Ironically, this approach is the exact opposite of what Pope Francis and his two predecessors have been advocating. Catholicism in its fullness is not a mere set of propositions, like some secular philosophy or political theory. It must first be deeply rooted in a vision of God and His Creation, which explains to men and women their deepest identity, and the nature of a proper life in society. When that understanding is strongly present, then the more piecemeal debates on this or that question participate in a wholly different set of meanings and a deeper reality than do the kinds of discussions we see on the everyday news programs.
More than a few Synod Fathers from all parts of the globe have complained about the way that the same small set of questions – on divorce and sexuality, for example – drew inordinate attention, serious as they are in our societies. Los Angeles Archbishop José Gomez, at the press briefing Thursday, spoke of a broader cultural stance, a spirituality of the family. How do we provide parents and children with more adequate religious means to confront everyday challenges, as well as the bigger issues like immigration troubles and poverty – and how do we get them the kind of education that allows people to live up to their full potential in every aspect of their lives.
Gomez was introduced as the archbishop who has Hollywood within his archdiocese, and he acknowledged how much Tinsel Town affects cultures around the globe. In an aside that suggested the truly worldwide reach of the Church, Fr. Federico Lombardi, director of the Holy See Press Office, joked that another member of the same panel, Cardinal Oswald Gracias of Bombay – a member of the committee preparing the draft of the Final Report – has Bollywood in his diocese.
Strange to contemplate, but when you think of the influence that those two places exert globally – influence that widely conveys background assumptions very far from Christian teachings – you have to ask yourself why that undermining element, which also exists in television, pop music, schools, colleges, and the media were hardly mentioned in the Working Document, or (so far as we can tell) the Synod debates? Or where was the discussion of Internet pornography, another cultural factor that, alone, causes all sorts of marital problems?
Significantly, the third member of yesterday’s panel was a new cardinal, the youngest among the college of cardinals, Soane Mafi of Tonga in Oceania, who remarked that the kinds of breakdowns common in the first world were not very common among his people – yet – because they still have a culture of extended families. But they see the wave of disruption approaching them via the Internet, like a tsunami.

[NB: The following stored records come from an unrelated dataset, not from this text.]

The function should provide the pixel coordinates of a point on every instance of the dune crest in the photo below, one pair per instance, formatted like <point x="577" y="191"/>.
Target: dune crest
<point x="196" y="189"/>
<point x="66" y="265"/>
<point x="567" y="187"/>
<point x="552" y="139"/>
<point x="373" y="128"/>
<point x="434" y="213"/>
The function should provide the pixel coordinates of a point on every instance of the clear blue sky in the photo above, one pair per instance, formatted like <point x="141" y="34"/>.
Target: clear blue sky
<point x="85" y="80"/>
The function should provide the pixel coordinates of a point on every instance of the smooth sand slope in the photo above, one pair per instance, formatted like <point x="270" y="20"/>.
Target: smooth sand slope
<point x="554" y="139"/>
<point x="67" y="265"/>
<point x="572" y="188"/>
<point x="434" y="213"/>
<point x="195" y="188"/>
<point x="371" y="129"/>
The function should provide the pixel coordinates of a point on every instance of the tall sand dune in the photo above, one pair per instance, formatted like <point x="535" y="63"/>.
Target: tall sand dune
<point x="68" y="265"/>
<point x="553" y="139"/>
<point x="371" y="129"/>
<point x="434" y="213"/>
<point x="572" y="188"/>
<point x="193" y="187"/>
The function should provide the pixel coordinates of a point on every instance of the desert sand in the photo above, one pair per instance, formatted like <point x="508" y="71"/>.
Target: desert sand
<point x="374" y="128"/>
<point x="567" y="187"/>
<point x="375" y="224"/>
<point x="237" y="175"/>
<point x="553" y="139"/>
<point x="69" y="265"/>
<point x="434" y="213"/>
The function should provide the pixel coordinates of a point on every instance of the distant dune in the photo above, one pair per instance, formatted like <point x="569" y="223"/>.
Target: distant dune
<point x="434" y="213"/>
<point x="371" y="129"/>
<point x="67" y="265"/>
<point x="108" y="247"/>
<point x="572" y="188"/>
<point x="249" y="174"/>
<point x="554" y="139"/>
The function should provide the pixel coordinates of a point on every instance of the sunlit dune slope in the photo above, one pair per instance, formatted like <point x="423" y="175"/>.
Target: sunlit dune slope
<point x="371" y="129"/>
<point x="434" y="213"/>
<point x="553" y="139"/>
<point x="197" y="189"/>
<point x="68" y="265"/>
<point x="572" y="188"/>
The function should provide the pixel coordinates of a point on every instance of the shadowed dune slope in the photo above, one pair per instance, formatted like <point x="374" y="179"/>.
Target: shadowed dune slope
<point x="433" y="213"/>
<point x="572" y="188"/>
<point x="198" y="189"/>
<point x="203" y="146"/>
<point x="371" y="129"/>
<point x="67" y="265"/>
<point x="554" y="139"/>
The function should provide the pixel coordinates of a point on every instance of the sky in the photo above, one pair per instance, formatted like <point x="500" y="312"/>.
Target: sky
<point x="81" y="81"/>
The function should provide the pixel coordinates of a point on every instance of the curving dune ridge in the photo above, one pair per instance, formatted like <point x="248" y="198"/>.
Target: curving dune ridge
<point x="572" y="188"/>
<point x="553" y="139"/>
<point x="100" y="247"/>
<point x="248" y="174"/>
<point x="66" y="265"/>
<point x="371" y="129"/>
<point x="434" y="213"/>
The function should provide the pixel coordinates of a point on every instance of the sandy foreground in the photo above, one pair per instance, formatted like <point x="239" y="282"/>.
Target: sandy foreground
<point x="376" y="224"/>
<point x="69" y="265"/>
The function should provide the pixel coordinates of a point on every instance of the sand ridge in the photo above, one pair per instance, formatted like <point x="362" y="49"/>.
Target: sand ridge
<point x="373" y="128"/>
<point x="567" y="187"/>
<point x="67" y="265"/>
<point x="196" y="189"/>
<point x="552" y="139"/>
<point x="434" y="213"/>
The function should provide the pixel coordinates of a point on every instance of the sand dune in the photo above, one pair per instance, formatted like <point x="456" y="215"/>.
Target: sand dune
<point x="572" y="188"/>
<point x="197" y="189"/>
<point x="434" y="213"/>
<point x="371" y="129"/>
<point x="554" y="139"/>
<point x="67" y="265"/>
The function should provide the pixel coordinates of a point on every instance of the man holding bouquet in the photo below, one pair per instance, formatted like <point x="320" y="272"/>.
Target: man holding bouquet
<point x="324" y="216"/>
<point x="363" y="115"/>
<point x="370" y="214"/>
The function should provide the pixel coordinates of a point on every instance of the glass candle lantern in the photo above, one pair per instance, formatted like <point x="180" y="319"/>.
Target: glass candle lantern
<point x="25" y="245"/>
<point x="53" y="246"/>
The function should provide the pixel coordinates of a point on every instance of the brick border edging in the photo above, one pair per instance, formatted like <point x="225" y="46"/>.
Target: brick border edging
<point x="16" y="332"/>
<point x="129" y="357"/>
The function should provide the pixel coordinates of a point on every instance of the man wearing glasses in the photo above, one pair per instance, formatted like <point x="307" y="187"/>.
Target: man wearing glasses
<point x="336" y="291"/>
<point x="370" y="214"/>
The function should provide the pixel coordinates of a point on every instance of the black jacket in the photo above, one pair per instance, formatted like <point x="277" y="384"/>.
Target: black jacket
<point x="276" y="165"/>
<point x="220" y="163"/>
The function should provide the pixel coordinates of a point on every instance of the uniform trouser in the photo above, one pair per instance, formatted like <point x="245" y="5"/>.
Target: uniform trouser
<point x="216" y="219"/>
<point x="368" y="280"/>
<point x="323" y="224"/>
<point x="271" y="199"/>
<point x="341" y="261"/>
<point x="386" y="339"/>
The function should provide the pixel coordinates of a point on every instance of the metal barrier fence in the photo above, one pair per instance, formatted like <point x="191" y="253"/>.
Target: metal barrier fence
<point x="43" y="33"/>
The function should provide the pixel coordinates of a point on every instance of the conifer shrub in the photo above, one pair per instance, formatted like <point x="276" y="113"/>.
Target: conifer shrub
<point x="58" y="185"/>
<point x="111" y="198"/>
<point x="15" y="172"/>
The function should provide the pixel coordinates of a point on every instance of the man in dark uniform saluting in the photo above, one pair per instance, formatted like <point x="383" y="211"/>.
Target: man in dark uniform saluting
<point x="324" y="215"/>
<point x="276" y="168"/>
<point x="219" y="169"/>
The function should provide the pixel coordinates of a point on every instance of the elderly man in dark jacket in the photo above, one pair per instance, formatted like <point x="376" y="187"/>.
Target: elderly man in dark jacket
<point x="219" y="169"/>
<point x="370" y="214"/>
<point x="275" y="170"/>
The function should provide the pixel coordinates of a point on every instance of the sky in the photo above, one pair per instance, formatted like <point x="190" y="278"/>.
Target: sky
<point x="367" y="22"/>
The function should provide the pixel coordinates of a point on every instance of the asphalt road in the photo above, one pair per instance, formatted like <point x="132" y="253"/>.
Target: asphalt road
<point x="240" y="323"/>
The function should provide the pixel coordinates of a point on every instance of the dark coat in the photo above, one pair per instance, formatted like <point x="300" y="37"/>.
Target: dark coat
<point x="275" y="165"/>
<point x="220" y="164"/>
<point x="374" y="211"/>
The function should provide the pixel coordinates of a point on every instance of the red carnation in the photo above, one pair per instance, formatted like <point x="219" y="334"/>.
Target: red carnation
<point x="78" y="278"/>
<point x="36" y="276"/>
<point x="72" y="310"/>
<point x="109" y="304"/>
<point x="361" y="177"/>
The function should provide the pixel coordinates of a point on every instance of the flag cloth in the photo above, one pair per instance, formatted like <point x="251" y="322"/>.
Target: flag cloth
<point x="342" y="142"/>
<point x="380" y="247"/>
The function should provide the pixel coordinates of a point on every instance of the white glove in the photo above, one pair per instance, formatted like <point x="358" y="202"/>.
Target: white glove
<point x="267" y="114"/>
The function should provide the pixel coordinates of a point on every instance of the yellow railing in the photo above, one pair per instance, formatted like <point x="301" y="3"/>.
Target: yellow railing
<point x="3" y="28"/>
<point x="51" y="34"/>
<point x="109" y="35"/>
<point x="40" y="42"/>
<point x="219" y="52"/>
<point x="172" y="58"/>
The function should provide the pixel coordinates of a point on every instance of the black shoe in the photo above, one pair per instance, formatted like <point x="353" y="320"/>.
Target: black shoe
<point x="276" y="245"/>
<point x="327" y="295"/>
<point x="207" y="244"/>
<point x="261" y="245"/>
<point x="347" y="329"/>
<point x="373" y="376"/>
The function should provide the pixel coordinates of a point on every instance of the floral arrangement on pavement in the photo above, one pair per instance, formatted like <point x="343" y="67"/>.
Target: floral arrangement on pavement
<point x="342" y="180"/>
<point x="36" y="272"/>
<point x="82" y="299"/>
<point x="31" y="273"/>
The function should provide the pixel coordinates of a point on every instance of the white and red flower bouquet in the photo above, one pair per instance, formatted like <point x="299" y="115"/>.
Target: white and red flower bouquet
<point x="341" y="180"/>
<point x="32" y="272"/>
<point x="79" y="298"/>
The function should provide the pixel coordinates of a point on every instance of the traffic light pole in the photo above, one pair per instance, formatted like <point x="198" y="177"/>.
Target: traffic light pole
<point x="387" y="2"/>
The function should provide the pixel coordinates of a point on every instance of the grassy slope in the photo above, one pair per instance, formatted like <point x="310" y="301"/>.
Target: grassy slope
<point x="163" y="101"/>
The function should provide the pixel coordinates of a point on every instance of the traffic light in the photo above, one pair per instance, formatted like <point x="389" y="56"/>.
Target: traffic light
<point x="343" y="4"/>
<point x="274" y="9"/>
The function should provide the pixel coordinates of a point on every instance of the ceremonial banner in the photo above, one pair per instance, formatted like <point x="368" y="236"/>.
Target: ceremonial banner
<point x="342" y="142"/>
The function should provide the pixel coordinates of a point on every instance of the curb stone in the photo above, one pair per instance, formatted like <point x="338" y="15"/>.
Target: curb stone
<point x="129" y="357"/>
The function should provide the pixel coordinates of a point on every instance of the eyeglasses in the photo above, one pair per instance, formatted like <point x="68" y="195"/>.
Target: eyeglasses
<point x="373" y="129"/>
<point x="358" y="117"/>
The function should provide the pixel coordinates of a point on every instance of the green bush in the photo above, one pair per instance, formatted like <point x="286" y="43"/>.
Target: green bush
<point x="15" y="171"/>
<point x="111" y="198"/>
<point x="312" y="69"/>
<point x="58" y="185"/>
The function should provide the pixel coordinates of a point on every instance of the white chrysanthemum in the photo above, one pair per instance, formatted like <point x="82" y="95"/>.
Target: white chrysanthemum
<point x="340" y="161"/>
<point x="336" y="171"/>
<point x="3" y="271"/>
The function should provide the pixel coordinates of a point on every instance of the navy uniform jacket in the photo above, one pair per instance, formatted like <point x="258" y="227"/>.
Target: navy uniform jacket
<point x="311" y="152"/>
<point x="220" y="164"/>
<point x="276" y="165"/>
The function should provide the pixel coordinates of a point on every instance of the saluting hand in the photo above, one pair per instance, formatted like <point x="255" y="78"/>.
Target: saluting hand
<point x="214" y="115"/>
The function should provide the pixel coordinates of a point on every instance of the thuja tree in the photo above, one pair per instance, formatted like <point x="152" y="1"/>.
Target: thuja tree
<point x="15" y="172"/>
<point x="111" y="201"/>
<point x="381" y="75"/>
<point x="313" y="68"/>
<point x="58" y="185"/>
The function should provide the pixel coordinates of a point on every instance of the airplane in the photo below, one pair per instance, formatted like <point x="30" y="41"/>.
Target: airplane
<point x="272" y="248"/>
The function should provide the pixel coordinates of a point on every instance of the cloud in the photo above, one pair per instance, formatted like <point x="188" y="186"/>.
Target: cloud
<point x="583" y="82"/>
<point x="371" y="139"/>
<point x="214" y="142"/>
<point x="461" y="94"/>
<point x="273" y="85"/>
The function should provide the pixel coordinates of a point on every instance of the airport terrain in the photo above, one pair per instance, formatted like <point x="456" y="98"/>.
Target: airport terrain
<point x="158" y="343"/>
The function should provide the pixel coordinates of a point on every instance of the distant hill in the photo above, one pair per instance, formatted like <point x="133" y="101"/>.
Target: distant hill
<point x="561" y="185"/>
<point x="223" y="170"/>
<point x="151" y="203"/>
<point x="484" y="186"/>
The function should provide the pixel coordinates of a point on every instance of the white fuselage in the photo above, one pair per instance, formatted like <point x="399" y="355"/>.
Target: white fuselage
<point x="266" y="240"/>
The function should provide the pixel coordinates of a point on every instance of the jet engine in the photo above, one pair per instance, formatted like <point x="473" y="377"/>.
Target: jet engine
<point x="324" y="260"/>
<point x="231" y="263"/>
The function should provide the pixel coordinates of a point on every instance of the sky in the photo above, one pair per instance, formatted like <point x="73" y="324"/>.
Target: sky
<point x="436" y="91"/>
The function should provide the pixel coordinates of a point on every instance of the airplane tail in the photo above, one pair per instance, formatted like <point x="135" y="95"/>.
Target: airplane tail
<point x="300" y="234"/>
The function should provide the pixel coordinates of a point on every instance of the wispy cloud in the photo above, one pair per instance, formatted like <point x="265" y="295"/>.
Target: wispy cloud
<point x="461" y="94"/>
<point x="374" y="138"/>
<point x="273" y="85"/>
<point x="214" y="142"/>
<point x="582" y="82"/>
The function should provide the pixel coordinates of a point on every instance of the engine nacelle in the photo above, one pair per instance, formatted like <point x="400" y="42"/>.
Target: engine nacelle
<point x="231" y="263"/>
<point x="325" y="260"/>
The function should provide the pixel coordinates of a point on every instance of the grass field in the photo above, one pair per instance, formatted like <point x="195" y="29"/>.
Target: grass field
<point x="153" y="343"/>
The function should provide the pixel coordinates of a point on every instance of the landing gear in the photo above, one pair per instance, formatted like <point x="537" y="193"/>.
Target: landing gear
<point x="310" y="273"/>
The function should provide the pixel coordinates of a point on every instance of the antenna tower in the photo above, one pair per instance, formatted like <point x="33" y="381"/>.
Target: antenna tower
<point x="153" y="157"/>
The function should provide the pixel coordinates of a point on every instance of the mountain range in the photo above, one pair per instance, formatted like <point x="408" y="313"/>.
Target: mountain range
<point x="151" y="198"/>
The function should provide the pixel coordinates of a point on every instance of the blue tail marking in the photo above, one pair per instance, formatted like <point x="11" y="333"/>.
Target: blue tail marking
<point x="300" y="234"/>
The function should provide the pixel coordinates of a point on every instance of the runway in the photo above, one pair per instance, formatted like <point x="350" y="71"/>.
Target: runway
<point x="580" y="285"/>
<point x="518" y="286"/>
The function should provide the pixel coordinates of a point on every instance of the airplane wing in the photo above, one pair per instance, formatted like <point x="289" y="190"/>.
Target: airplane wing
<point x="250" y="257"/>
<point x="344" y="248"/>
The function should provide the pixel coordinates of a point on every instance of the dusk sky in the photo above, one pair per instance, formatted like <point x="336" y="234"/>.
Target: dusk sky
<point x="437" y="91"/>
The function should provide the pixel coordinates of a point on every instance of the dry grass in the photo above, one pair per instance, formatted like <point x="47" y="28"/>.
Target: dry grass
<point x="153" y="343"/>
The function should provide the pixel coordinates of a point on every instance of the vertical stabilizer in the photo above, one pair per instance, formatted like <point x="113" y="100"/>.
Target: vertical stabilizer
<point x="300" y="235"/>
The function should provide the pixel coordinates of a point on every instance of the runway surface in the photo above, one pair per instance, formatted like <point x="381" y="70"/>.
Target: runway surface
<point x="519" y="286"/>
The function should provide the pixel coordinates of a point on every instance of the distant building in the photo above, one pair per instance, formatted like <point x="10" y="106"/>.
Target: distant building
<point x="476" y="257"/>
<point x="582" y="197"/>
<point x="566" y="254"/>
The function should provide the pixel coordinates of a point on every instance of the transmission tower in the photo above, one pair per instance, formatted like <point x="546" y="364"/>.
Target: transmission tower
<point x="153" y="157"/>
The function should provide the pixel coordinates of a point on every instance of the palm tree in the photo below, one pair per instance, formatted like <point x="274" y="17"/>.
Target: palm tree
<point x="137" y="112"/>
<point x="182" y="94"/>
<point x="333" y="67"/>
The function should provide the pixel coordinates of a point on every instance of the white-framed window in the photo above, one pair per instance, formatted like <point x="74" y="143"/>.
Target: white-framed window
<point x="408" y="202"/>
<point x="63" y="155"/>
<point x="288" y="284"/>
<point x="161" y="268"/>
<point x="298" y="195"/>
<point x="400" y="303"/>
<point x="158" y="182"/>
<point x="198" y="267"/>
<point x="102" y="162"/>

The Synod seems to have talked a great deal about all sorts of things: but the crucial questions of recreating a vibrant Catholic culture, and spaces where it can survive, were muted. The Church still inhabits some of the richest spaces ever created by human art – literally so in Rome and many other places. Marriage prep and “accompaniment programs” are all to the good. But can we neglect the effort to maintain a richer, more human cultural environment for families threatened by its absence?